Mlliyet Milliyet Blog Milliyet Blog
 
Facebook Connect
Blog Kategorileri
 

06 Şubat '12

 
Kategori
Öykü
 

Bilinmeze doğru

Uykusunun en derin yerinden, bir gece yarısı, onu bir telefon sesi uyandırdı. Yarı uykulu bir halde, eli acı acı bağıran telefonu aradı buldu. Ahizeyi kulağına yaklaştırıp, "Alo" dedi ürkek bir sesle.
Ahizenin öteki ucundaki ses onu bir an için kendine getirmeye yetti. Ses tanıdık birine aitti. "Ne!" diye karşılık verdi. "Gecenin bu vaktinde mi?! Şaşaladı, elinde telsiz telefon olduğu halde, fırlayıp kalktı ayağa. Konuşmuyor, yalnızca kendisine söylenileni can kulayla dinliyordu. Oda karanlıktı. El yordamıyla, duvardaki elektrik düğmesini aradı buldu. Oda bir anda ışığa boğulunca gözleri kamaşıverdi birden. Gözü duvar saatine ilişti, dördü biraz geçiyordu. "Neredeyse gün ışıyacak, sabah olması yakındır."diye geçirdi içinden. Aynada kendini gördü. İyice yaklaştı aynaya. Kendi suretine boş boş bakınmaya başladı. Şaşkınlığı hala üzerinde duruyordu... Saçları yer yer beyazlamıştı. Oysa daha genç sayılırdı, yirmi altısını yeni bitirmişti. Kulağına yapıştırdığı telefonu fark ettiğinde, indirdi yerine bıraktı. "Ne yapacağım, şimdi ben?" diye telaşa kapıldı, aynadaki aksine bu soruyu yöneltirken.
Elleri titriyordu. Ağlamaklı olmuştu. Oysa böylesi bir haber kendisine ulaştırıldığında sevinmesi gerekiyordu, üzülmesi değil... Uzun bir süredir kendisini yurtdışına çıkaracak şebekeden mutlu haberin çıkmasını bekler haldeydi. Haber gelmişti, ama sevinemiyordu bir türlü. Beyninin içinde yanıt bekleyen onlarca soruyla bir, mutfağa yürüdü gitti. İçi yanıyordu. Vücudunun her yanını hararet basmıştı. Buzdolabını açtı, içinden bir şişe soğuk su çıkardı. Kapağını açıp, dikti başına. Soğuk su ağzından aşağılara kadar taştı, neredeyse tüm vücudu ıslandı. Soğuk su titretti onu, acı acı gülümsemesine yol açtı...

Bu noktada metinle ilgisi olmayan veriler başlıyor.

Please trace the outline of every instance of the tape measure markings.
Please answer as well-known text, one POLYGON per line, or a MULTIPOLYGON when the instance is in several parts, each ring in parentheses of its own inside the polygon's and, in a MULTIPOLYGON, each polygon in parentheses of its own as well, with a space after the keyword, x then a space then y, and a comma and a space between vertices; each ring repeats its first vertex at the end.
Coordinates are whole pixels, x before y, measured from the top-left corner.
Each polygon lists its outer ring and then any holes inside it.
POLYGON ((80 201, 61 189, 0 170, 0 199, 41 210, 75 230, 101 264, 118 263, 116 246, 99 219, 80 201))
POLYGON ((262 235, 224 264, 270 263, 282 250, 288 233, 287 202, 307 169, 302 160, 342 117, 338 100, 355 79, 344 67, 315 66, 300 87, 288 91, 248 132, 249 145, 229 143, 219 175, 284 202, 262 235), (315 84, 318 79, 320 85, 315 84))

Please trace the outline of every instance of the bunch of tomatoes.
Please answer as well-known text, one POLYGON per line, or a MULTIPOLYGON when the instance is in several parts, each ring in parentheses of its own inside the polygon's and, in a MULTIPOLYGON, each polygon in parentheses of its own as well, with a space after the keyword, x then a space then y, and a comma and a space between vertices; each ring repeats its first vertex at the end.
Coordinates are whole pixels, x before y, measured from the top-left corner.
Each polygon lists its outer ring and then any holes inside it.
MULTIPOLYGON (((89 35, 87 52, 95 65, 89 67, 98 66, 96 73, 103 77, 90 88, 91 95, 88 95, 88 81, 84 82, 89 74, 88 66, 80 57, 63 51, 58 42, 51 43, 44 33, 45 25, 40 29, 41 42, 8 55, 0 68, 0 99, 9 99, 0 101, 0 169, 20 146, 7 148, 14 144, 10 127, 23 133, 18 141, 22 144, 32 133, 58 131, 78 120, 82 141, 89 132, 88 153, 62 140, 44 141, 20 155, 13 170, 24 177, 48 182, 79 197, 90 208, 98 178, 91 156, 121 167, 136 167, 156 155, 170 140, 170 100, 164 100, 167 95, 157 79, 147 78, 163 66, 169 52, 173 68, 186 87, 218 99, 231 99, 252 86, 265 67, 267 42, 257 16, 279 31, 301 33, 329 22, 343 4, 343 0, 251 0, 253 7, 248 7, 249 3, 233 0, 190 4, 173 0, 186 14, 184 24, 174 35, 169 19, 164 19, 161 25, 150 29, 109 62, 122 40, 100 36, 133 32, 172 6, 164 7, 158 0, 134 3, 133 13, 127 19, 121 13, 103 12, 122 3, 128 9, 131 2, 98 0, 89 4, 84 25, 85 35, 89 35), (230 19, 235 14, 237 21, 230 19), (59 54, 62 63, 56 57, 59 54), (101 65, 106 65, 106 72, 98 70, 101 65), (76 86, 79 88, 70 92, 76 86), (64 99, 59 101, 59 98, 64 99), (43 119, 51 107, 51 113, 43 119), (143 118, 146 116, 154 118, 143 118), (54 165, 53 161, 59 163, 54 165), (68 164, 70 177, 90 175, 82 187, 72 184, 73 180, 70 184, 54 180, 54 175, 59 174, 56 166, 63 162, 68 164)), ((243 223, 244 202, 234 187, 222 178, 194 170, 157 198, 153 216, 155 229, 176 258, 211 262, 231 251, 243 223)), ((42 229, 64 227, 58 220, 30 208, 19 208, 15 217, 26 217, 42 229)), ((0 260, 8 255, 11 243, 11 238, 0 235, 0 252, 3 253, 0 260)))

Rahatladığını hissetmiş, kendine gelir gibi olmuştu. Şişeden arta kalan suyu avucuna döktü, buz gibi suyla yüzünü bir güzel yıkadı. Uykusu dağılır gibi oldu. Mutfaktan çıktı doğruca, anne ve kız kardeşinin birlikte uyudukları odaya gitti. Odanın kapısını araladı önce, içeriyi dinledikten sonra girdi içeriye. Başuçlarına sessizce kıvrılıp oturdu. Mışıl mışıl uyuyordu ikisi de. Belki böylesi daha iyiydi. Yüzlerini karanlıktan ötürü seçemiyordu. Kıvrıldığı yerden usulca kalktı, pencerenin yanına gitti. Perdeyi araladığında, sabahın ilk ışıkları, odaya doluştu. Oda biraz aydınlanmış, yüzleri seçilir hale gelmişti. Tekrar yanlarına ilişti. Önce kardeşinin saçlarını sevip koklamaya başladı. İpek gibiydi saçları. Oradan aldığı bir tutam saçı, burnuna yanaştırıp kokladı, derin derin içine çekerek... Eğildi annesinin yanağına hafif bir öpücük kondurdu, doyamadı bir kez daha...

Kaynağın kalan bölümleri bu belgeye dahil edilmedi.